James DeNicco, Director of the Principles of Economics Program and Senior Lecturer of Economics

I think there are two main attributes that students look for in an instructor. I think this applies to any teaching climate. Students want an instructor who is passionate and who cares. They want an instructor who is passionate about the material they are teaching and who cares about the individual students themselves. If you have those two attributes, I think students are very willing to forgive other shortcomings they may perceive.

Esther Fernández, Associate Professor of Modern and Classical Literatures and Cultures

I think to make a good instructor in today’s academic climate is to be willing to go beyond your academic discipline and open your mind to students’ needs in a more holistic way. We need to have this flexibility in ourselves and if necessary leave room for this type of more individualized teaching. More than ever I think if possible, we should strive for small classes where the professor can get to know the students and be able to adjust the teaching material and subjects to these other more holistic needs. I have found it more and more difficult to teach in the last few years because I needed to learn to make these types of concessions and teach myself to be flexible, at the same time maintaining the original rigor and excellence of intellectual expectations.

Özge Gürcanli, Adjunct Lecturer of Psychological Sciences

As scholars, we have a responsibility to translate scientific information for public consumption. It’s important for instructors to inspire young minds to be knowledge ambassadors. During my time at Rice, I had the privilege of creating projects for my students to make complex issues accessible to diverse audiences. Through carefully designed experiential-learning curricula, my students worked on hands-on projects such as art exhibits, informational videos and blogs, and they became knowledge creators themselves.

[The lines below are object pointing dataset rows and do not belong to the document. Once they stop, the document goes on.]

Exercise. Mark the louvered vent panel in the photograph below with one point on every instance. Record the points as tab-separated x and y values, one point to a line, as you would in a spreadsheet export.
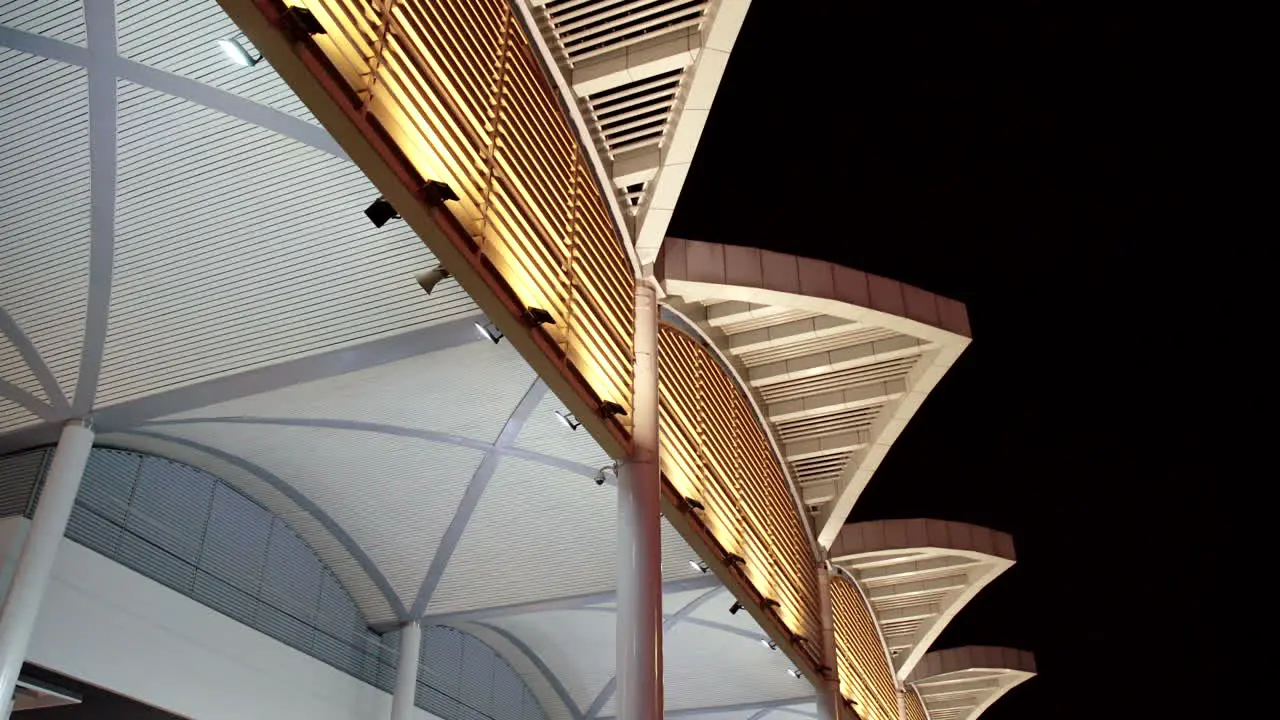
18	474
170	506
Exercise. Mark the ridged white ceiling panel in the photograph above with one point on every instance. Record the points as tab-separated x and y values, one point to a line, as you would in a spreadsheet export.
182	39
14	370
337	557
60	19
392	495
45	208
236	247
577	646
547	532
467	391
707	668
544	432
13	415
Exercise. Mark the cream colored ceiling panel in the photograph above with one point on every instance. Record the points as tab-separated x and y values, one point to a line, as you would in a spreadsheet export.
60	19
577	646
393	496
708	668
336	556
544	532
466	391
545	432
236	247
44	209
182	39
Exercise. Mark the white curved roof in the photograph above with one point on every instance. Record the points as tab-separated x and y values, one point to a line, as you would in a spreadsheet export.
639	80
836	360
918	574
188	260
961	683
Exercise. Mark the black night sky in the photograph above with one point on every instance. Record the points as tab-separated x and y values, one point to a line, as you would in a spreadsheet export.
1008	156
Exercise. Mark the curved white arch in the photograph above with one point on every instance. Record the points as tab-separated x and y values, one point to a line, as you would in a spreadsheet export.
837	359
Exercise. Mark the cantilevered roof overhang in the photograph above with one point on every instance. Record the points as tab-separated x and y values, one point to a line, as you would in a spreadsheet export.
837	360
918	574
961	683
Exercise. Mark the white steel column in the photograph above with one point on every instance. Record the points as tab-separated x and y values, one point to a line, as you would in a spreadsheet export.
44	536
406	671
828	693
639	620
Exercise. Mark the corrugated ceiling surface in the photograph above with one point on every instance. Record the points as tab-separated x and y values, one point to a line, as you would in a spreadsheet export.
182	39
368	597
576	645
469	391
60	19
552	531
237	247
44	209
707	668
394	497
544	429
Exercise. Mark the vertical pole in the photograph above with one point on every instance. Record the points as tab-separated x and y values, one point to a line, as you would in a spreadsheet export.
35	565
828	693
639	620
406	671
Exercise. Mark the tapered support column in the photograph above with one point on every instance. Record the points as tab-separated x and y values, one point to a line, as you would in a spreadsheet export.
31	578
406	671
828	693
639	620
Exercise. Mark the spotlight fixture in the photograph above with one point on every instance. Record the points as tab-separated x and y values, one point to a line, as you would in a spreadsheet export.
304	19
237	53
602	474
568	419
609	409
435	192
380	212
433	277
539	317
489	331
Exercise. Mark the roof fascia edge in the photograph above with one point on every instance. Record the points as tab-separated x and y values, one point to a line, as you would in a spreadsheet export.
586	144
996	566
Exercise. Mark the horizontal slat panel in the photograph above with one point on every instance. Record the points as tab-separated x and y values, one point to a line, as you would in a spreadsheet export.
713	450
457	87
865	677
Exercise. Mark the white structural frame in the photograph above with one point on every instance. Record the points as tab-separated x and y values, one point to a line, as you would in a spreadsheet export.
27	591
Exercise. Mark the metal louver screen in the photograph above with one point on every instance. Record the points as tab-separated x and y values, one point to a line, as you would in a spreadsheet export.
455	87
914	706
18	475
865	677
714	451
199	536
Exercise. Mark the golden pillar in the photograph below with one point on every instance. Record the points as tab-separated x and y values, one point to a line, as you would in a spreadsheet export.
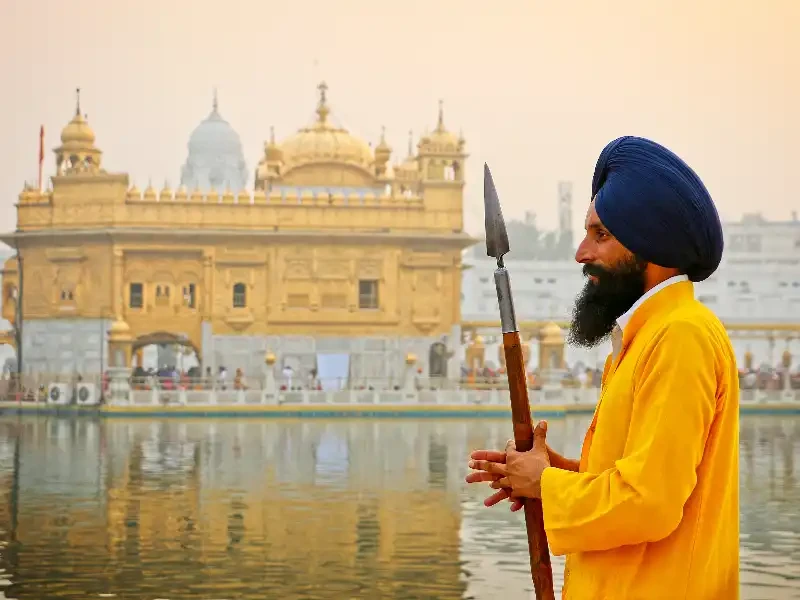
120	343
118	294
551	348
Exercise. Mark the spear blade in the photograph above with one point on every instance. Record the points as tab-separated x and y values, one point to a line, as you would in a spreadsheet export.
496	234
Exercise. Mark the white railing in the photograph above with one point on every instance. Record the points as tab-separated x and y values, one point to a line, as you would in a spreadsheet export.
499	398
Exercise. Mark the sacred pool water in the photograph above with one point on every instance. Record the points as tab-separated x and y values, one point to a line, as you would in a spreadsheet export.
310	509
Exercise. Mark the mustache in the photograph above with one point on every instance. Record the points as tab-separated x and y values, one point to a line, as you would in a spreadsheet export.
590	270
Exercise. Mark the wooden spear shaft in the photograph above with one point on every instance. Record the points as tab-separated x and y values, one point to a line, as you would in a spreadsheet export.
541	569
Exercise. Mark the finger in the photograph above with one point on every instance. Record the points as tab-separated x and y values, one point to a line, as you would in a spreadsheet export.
492	455
501	482
540	436
498	496
478	476
489	467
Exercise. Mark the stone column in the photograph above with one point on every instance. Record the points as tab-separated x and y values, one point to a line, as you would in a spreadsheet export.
207	315
118	291
269	394
408	379
120	342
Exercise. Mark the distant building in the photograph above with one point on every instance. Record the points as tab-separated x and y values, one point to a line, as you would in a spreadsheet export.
755	291
216	159
338	260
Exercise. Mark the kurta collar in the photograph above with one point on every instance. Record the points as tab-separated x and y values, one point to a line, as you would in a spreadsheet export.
664	297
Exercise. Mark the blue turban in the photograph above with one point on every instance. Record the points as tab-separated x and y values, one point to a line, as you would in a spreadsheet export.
657	207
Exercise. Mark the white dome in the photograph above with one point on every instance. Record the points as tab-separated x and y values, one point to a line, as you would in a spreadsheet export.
216	159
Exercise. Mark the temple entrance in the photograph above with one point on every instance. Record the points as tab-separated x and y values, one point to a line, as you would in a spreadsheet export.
168	357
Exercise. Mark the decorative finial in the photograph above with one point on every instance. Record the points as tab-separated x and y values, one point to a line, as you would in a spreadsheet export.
322	107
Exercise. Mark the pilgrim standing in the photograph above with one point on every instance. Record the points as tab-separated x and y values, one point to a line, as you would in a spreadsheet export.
650	510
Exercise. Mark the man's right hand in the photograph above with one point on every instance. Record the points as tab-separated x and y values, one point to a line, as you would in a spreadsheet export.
556	460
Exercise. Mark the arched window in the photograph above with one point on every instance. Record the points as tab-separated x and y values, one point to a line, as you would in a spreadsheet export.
239	295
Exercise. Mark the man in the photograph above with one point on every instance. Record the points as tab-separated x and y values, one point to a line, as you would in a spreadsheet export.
650	510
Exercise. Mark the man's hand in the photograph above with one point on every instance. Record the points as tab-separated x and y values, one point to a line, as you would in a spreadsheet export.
516	474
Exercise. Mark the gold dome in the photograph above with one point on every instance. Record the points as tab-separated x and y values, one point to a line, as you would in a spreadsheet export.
323	142
77	132
441	140
150	192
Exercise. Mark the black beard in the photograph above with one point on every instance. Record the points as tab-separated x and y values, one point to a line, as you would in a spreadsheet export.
602	302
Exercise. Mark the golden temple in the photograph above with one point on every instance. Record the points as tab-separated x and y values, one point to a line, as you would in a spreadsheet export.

Luay Nakhleh, William and Stephanie Sick Dean of the George R. Brown School of Engineering and Professor of Computer Science and BioSciences

We live in polarized times where the public trust in the mission of academic institutions is probably at an all-time low. It is especially important in today’s academic climate that the instructor cares about their students and that the students leave the instructor’s course having grown in maturity, both technically and emotionally.

Lesa Tran Lu, Interim Rice Synthetic Biology Institute (RSBI) Executive Director
and Assistant Teaching Professor of RSBI

At the start of any class I teach, I make it clear to my students that we are partners in learning. Just as I expect them to put their all into learning the course material, I owe it to my students to build an engaging and inclusive environment in which they can learn. Every student brings a unique perspective, set of experiences and challenges. To be great instructors, we should find ways to leverage what each student brings to our class and do so with enthusiasm, empathy and respect. We must also model the values we hope our students to carry with them beyond Rice — a commitment to excellence, a love for learning and a culture of care.

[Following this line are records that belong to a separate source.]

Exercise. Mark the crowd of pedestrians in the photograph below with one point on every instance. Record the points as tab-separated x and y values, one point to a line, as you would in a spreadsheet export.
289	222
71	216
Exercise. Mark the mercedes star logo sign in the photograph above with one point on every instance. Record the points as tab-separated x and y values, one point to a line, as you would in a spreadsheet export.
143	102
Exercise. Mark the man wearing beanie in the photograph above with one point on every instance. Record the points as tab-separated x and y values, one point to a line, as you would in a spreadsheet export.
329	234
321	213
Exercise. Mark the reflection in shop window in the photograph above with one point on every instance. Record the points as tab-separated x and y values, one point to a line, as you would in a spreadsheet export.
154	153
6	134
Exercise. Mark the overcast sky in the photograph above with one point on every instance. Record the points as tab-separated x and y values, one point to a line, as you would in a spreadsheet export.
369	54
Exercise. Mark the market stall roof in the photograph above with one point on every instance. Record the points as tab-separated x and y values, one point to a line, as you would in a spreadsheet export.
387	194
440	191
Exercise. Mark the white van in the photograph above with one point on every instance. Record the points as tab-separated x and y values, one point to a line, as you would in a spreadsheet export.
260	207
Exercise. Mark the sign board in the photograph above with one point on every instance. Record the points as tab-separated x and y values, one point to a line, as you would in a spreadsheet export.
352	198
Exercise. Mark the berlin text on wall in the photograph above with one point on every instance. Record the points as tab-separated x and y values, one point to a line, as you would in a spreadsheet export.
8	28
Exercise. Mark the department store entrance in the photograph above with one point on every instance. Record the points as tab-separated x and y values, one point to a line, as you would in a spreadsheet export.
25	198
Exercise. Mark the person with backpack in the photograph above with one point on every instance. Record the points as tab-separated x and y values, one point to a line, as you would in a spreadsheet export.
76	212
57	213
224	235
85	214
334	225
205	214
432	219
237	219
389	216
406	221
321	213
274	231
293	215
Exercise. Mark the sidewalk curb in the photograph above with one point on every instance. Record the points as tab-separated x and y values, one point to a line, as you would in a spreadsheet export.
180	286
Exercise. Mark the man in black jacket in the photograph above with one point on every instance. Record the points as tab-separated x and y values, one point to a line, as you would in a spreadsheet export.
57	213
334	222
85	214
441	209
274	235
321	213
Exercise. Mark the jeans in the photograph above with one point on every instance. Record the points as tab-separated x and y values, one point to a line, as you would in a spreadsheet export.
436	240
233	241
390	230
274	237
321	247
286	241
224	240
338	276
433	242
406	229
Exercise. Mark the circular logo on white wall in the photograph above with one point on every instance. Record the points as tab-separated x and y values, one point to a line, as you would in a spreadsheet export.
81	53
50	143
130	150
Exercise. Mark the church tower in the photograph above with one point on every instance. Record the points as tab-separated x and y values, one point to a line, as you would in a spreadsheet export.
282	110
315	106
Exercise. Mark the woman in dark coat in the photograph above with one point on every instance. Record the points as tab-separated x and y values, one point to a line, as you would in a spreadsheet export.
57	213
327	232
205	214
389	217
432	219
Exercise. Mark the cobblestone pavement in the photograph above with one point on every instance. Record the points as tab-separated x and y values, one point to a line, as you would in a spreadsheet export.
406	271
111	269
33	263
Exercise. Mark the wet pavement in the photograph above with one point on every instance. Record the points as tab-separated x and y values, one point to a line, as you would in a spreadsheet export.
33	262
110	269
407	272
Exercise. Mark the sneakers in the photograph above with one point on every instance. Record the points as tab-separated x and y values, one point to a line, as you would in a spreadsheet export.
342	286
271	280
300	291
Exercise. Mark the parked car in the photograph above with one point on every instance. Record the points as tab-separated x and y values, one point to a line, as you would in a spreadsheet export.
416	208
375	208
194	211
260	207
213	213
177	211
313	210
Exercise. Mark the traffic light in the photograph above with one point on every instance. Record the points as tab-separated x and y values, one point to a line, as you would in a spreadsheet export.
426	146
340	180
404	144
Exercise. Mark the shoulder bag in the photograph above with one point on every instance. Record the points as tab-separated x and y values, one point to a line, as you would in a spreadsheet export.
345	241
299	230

Stephen Wang, Associate Teaching Professor of Mathematics

I think to be a great instructor, you need to know the material you’re teaching really well but also have a good understanding of how students will end up processing and using it. When is an intuitive understanding sufficient versus a more formal one? What learning objectives can only be accomplished by direct instruction versus allowing students to figure them out independently? And what applications are going to be most motivating?